May 28, 2013 — Every year, The U.S. Justice Department uses the federal False Claims Act to reclaim millions of tax dollars lost to Medicare fraud. The qui tam provisions of the False Claims Act empower health care workers who discover Medicare billing violations to sue the wrongdoers and recover the lost monies. Employees of hospitals, hospice chains, and physicians’ practices are generally the best situated to notice irregularities when they occur and to notify the government.

Medicare Fraud Claims Alleged Against Vitas Hospice Chains

Chemed Corporation and a number of its hospice subsidiaries — including Vitas Healthcare Corporation and Vitas Hospice Services LLC — have been sued by the government in a False Claims Act lawsuit alleging Medicare fraud. In addition to running for-profit hospice facilities in 18 states (including Texas and California), Chemed also operates Roto-Rooter Group Inc., a national plumbing service company.

Medicare provides hospice benefits for patients with a terminal illness who are expected to live no longer than six months. Hospice care is meant to provide terminal patients with the best possible quality of life, offering means of pain and stress relief. Patients on Medicare who receive hospice treatment are no longer eligible to receive medical treatment that attempts to cure disease.
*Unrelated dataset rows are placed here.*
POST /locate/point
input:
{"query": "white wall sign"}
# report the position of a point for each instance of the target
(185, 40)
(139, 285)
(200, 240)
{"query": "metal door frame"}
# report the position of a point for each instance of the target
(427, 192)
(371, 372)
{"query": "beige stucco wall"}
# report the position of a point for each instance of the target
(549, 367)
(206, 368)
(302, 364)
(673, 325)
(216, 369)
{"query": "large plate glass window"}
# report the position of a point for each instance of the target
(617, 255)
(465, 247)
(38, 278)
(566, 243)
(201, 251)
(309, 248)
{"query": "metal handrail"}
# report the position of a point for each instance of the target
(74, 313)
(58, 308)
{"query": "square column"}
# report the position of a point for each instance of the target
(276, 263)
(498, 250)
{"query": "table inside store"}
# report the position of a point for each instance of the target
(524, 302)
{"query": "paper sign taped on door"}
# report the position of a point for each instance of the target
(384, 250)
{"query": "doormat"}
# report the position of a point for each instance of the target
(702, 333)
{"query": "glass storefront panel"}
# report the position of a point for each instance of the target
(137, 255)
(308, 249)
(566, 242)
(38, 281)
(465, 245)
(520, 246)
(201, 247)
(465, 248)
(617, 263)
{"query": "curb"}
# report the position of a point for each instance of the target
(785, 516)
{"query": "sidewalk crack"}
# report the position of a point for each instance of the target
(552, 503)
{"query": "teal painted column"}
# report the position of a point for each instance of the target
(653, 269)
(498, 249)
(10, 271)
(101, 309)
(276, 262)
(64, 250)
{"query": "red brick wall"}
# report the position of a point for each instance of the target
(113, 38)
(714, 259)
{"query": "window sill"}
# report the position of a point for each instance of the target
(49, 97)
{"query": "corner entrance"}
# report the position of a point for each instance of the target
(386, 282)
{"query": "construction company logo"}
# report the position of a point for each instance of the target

There are different levels of hospice care and Medicare reimburses them at different rates. The most costly level of care is crisis care, or continuous home care, for Medicare patients having acute symptoms for a short time. Crisis care requires that a patient receive skilled nursing services to allow the patient to stay at home, rather than be admitted to the hospital. Hospice providers receive hundreds of dollars more from Medicare each day for providing crisis care as opposed to routine hospice services.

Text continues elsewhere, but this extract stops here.